Unseen Worlds: Adventures at the Crossroads of Vodou Spirits and Latter-day Saints

The extraordinary life of Marilène Phipps began in Haiti — the magical island of African Vodou gods who followed their devotees on the slave ships, and the world’s first black republic — the singular cultural context and exotic milieu of the Caribbean, where hell and paradise can transfix us daily.

2020 Indie Award Winner

In this powerful memoir, we enter the lives of a family who are both descendants of European aristocrats and African slaves.

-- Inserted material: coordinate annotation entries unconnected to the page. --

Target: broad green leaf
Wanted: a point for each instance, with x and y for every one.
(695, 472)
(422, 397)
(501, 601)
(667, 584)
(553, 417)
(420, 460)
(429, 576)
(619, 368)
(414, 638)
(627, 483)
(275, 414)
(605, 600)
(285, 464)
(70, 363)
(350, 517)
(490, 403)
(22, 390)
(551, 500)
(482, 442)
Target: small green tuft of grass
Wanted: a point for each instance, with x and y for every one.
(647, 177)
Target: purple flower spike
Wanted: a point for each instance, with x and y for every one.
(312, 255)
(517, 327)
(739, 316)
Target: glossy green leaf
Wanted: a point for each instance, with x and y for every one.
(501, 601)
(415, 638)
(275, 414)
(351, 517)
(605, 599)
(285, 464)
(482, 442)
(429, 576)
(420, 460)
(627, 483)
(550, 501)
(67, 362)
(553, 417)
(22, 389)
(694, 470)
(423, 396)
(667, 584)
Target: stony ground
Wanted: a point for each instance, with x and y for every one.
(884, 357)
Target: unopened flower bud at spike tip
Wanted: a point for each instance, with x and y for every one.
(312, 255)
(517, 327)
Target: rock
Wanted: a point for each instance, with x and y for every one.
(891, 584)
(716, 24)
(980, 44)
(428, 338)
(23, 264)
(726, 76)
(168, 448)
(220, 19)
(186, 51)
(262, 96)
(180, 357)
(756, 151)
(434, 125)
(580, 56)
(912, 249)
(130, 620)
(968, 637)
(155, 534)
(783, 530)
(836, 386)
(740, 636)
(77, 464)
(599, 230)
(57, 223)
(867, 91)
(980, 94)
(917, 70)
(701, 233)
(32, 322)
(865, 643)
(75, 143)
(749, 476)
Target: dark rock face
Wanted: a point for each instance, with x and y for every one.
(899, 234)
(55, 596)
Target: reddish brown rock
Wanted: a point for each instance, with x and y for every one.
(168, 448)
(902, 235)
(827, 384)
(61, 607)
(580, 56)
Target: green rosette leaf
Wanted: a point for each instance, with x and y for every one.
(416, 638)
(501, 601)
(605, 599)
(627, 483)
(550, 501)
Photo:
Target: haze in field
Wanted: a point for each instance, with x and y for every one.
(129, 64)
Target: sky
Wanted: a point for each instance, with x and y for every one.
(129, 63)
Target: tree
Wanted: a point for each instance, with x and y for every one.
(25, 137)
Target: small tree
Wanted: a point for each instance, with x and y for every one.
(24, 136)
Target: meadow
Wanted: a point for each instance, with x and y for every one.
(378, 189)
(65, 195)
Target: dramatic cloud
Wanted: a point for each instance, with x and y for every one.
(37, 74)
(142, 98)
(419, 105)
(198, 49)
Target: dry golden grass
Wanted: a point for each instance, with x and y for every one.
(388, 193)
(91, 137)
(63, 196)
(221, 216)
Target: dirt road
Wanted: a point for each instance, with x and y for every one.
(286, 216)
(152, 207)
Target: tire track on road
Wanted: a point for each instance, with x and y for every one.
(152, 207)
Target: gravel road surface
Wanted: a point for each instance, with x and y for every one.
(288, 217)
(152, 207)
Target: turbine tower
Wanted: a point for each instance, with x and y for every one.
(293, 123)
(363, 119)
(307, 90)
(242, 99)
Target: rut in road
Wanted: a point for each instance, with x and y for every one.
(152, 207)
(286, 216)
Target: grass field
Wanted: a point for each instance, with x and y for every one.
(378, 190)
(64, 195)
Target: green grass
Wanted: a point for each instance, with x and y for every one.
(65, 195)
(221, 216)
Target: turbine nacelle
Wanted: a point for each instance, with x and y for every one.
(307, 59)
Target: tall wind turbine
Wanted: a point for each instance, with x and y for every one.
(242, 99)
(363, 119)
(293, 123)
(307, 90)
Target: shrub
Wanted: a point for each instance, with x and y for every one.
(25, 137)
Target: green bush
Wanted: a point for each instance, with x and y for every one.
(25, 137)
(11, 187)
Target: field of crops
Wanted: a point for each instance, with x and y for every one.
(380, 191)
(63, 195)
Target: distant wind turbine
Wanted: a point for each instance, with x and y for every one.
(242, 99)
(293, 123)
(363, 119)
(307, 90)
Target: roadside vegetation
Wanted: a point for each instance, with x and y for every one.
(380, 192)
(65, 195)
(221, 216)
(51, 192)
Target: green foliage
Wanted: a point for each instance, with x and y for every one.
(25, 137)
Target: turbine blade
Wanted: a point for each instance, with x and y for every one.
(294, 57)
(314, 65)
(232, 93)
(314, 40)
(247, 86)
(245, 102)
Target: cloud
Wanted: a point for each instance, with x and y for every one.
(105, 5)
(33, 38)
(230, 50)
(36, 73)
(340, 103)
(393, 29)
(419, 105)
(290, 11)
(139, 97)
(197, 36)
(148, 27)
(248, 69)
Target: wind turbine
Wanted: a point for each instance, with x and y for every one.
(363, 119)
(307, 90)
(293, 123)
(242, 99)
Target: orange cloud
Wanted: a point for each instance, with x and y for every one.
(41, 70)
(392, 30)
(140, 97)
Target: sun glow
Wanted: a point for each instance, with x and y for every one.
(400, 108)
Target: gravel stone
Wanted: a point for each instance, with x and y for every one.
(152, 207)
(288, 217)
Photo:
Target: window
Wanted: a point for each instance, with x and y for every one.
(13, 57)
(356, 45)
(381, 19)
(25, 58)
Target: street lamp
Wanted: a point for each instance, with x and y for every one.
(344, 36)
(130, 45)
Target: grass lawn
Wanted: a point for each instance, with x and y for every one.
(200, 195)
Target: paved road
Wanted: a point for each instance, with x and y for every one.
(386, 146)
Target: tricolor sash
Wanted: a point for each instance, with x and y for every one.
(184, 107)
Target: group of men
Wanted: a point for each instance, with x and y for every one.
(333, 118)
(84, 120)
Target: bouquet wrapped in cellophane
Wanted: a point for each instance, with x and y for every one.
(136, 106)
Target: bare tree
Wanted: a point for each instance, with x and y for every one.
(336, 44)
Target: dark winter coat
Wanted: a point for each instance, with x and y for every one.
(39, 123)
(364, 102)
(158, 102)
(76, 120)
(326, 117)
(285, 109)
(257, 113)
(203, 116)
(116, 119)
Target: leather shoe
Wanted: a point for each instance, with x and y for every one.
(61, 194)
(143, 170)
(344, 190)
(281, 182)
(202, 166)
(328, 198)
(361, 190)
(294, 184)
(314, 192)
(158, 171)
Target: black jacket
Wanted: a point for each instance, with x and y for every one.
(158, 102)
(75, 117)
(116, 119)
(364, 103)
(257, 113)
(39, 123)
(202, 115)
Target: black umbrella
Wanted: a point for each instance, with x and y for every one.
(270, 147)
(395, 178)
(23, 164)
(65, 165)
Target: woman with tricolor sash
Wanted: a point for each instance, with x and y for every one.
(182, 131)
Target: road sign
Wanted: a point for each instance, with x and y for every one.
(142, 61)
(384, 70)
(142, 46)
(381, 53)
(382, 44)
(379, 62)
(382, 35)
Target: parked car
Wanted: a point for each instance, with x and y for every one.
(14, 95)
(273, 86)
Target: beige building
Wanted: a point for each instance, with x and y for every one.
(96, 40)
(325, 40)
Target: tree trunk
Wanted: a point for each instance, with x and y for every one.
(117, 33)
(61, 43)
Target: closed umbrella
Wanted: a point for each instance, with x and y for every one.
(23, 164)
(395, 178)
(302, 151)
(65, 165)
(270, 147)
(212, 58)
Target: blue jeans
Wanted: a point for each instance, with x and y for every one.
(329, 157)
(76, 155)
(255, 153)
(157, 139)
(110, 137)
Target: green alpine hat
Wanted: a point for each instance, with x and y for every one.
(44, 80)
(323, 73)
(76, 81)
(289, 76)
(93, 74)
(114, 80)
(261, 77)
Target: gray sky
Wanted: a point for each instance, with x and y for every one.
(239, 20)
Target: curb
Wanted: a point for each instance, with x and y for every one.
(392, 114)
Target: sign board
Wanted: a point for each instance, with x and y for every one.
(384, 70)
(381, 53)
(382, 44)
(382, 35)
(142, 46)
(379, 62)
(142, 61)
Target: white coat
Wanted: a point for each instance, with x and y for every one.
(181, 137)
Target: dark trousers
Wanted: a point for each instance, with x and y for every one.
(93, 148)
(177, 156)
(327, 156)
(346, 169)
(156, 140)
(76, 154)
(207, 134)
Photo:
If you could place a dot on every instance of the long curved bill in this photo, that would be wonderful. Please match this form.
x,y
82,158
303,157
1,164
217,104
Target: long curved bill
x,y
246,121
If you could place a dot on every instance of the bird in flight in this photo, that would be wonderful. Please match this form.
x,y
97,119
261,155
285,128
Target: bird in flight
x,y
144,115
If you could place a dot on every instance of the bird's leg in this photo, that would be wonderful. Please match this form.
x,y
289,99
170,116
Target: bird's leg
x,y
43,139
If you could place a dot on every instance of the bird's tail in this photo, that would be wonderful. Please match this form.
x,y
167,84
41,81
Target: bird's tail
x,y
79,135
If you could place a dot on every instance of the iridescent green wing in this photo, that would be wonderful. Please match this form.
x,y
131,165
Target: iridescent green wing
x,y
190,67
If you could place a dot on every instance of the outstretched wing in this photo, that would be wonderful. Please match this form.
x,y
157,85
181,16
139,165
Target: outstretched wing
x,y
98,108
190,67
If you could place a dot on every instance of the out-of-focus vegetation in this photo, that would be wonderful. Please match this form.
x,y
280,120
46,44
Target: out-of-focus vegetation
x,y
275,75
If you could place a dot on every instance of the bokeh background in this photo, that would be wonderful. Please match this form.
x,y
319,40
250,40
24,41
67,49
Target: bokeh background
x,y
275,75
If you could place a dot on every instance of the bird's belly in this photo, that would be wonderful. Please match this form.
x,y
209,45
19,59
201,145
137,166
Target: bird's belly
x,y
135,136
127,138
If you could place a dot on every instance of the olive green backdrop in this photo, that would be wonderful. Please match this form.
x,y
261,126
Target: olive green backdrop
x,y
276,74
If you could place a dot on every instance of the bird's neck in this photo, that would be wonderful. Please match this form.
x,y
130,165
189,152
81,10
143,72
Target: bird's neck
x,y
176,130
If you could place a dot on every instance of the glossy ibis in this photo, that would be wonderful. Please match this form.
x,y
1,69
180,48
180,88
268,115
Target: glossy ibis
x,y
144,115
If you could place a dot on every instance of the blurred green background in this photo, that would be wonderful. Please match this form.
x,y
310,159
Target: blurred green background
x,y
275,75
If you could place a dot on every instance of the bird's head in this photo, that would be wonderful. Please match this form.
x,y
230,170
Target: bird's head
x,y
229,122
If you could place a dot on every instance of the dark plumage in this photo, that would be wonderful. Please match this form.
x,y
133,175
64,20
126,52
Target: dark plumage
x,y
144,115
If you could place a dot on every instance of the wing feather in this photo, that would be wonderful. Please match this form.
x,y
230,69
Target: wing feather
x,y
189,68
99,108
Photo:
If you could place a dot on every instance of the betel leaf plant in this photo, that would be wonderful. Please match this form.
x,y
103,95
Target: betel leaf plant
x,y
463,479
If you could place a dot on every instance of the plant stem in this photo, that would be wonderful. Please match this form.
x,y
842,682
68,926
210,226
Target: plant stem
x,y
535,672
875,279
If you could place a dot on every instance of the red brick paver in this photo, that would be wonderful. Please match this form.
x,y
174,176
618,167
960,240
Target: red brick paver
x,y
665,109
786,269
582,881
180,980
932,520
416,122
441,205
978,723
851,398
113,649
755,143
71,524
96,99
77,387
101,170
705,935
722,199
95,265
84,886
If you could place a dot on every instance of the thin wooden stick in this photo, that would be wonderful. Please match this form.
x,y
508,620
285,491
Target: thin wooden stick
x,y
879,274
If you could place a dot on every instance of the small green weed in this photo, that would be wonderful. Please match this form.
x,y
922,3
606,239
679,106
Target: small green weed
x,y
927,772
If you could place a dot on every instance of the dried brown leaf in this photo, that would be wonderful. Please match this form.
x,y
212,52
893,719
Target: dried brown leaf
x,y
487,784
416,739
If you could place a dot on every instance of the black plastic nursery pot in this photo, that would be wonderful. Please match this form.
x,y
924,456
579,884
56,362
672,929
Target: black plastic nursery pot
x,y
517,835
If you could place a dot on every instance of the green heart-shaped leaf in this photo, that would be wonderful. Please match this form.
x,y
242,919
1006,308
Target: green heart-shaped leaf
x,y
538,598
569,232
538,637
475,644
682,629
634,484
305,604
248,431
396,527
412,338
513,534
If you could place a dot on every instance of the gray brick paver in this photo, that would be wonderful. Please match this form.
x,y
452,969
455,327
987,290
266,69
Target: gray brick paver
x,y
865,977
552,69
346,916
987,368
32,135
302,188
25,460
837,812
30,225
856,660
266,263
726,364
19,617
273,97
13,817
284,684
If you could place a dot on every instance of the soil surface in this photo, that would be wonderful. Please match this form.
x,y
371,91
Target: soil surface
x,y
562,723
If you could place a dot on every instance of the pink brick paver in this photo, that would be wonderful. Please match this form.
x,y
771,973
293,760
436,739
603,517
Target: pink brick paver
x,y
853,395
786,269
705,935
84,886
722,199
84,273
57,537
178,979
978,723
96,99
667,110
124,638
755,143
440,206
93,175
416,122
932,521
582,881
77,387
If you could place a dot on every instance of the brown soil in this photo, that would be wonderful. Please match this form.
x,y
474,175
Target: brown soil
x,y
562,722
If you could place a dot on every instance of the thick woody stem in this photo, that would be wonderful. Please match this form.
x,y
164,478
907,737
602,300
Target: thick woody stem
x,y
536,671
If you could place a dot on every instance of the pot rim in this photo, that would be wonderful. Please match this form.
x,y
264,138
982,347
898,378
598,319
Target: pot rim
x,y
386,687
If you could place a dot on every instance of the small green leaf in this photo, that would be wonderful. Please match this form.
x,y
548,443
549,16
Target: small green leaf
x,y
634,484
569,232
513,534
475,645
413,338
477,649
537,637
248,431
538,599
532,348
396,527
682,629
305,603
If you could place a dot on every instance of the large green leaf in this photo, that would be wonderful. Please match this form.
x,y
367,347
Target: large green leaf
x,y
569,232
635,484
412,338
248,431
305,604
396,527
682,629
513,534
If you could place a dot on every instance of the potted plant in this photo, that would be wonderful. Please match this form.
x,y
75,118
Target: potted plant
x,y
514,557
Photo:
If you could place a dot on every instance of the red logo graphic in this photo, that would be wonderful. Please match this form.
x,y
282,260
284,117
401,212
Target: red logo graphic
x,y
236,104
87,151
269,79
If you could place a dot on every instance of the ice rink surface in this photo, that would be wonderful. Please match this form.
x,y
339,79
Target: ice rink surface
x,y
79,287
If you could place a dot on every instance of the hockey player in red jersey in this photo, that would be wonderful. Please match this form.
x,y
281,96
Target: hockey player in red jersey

We meet Phipps’s godfather, the rebel leader Guslé Villedrouin, and we relive her experiences with Vodou priests and spirits, a cold-eyed pope, a charismatic Muslim astrologer, Catholic monks and exorcists, American Mormon bishops, scholars and missionaries. Through it all, we are stirred by the antithetical feel of entitlement and destitution, barbarism and lyricism, infinity and insanity.

The 2010 earthquake in Haiti brings a collapse to Phipps’s world, but is also the start for her to find modern answers to the ancient questions, ”Who are we? Where do we come from? Where are we going?”

Book review. Sunday, July 22nd

The poetry of ‘Unseen Worlds’

“Lightning struck the tall tree sheltering my father’s tomb in the garden of my childhood,” opens Marilène Phipps arresting, bewitching new memoir Unseen Worlds: Adventures at the Crossroads of Vodou Spirits and Latter-day Saints’’ (Calumet), and the sentence holds in it the mystery, power, and poetry that unfolds. Phipps, a poet, painter, and writer… writes of her life in Haiti, of the deaths of her father, her brother (“the first gentle moon I knew”), her husband, Ali (when he dies of lung cancer she “lit a candle and howled under the swimming pool”). She writes of Catholicism, Islam, Vodou, of a tarantula in her crib, of the way death, “the great scandal of our lives,” does and does not end us. We are given a history of Haiti as well as the crumple and collapse in the aftermath of the earthquake in 2010. Phipps’s language is lush, sinuous, each paragraph holds poetry, and her “Unseen Worlds’’ is undeniably a memorable memoir.